Di panggung diplomasi internasional, pencapaian kemanusiaan terbesarnya terukir lewat keberhasilan menyelamatkan Tenaga Kerja Indonesia (TKI) di Malaysia yang kala itu terancam vonis hukuman mati. Tidak hanya melindungi pekerja domestik, ia juga mereformasi kualitas ketenagakerjaan nasional dengan memelopori pengiriman perdana perawat profesional dan caregiver Indonesia ke Jepang di bawah payung kesepakatan Economic Partnership Agreement (IJEPA).
Pemikiran-pemikirannya dalam menata sistem ini ia tuangkan secara komprehensif ke dalam buku National Manpower Strategy. Atas dedikasi besar ini, negara menganugerahinya tanda kehormatan Bintang Mahaputera.
Menariknya, kehidupan Erman tidak melulu soal politik praktis dan beton yang kaku. Ia adalah sosok yang sangat mencintai kebudayaan leluhur, yang dibuktikannya lewat kepemimpinan aklamasi di Sekretariat Nasional Perkerisan Indonesia (SNKI) demi menjaga kelestarian benda pusaka nusantara.
Di dunia seni hiburan, ia mencatatkan fenomena unik sebagai pendiri sekaligus pembina Yayasan Samiaji, sebuah yayasan yang mengasuh grup lawak legendaris Srimulat serta Ketoprak Humor pada awal era 2000-an.

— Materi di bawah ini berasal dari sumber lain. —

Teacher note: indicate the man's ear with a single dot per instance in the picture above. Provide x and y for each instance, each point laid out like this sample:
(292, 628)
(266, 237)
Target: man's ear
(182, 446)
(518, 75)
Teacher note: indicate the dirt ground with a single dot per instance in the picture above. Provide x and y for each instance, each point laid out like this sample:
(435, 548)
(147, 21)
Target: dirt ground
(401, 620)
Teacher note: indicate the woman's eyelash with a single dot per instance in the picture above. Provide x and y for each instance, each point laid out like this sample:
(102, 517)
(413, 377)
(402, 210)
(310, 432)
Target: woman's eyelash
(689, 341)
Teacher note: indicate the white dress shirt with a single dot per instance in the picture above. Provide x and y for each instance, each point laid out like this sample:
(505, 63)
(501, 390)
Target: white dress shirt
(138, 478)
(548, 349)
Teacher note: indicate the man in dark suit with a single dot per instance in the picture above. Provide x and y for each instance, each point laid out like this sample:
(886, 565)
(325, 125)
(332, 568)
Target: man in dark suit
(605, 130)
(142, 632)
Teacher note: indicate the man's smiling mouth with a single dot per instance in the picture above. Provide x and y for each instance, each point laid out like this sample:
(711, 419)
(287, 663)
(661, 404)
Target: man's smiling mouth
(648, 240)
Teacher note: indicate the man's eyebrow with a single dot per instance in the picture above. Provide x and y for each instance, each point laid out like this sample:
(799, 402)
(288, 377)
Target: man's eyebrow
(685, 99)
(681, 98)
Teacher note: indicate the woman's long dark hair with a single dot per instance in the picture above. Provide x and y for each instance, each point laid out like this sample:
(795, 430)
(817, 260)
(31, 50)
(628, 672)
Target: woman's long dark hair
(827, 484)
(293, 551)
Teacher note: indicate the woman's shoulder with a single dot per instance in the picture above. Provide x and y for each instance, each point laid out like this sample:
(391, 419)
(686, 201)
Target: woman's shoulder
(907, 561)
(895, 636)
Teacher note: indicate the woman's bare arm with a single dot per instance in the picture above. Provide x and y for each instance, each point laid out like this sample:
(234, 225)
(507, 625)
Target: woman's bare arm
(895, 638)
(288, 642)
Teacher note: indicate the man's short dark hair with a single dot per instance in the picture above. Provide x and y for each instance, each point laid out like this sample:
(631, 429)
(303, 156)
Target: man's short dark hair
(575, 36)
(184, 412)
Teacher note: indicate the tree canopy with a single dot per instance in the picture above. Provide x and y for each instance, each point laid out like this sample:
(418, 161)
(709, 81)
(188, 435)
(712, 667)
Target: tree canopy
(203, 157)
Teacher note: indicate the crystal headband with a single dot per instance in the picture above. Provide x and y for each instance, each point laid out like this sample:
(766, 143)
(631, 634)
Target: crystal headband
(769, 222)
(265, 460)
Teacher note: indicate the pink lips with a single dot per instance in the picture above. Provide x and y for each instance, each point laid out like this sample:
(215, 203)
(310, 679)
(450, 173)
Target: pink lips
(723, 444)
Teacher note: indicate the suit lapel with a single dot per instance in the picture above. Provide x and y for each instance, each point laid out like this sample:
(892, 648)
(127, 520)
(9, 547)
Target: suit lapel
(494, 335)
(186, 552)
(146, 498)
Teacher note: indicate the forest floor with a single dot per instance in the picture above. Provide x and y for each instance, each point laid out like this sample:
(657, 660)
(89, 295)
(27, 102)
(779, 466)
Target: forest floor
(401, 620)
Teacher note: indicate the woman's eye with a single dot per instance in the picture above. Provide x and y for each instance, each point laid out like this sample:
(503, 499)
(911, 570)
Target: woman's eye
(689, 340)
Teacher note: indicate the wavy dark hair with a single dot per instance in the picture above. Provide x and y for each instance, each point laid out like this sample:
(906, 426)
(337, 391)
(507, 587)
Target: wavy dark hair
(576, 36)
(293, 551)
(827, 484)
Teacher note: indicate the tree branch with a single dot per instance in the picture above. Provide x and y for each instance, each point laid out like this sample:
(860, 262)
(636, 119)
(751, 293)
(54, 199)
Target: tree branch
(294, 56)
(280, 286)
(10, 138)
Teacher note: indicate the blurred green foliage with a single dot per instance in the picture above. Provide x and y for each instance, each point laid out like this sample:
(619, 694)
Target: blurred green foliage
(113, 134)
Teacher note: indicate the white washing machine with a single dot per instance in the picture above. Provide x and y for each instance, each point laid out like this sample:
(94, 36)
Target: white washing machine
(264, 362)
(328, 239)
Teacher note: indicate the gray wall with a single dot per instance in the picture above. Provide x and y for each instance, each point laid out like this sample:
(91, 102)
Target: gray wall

Setelah menyelesaikan tugasnya di jajaran kabinet, pengabdian Erman Suparno terus berlanjut ke wilayah keumatan. Kepercayaan besar masyarakat terhadap kapasitas kepemimpinannya terbukti lewat keterpilihannya kembali secara aklamasi sebagai Ketua Umum Pengurus Pusat Ikatan Persaudaraan Haji Indonesia (IPHI) untuk periode kedua (2026–2031).
Melalui IPHI, ia konsisten merawat nilai-nilai kemaslahatan umat dan bangsa. Dari seorang mandor bangunan, arsitek gedung pencakar langit, menteri penyelamat TKI, pembina Srimulat, hingga pemimpin organisasi haji terbesar di Indonesia, Erman Suparno menarasikan sebuah pesan penting, bahwa; “Pengabdian tulus tidak pernah dibatasi oleh sekat-sekat profesi”.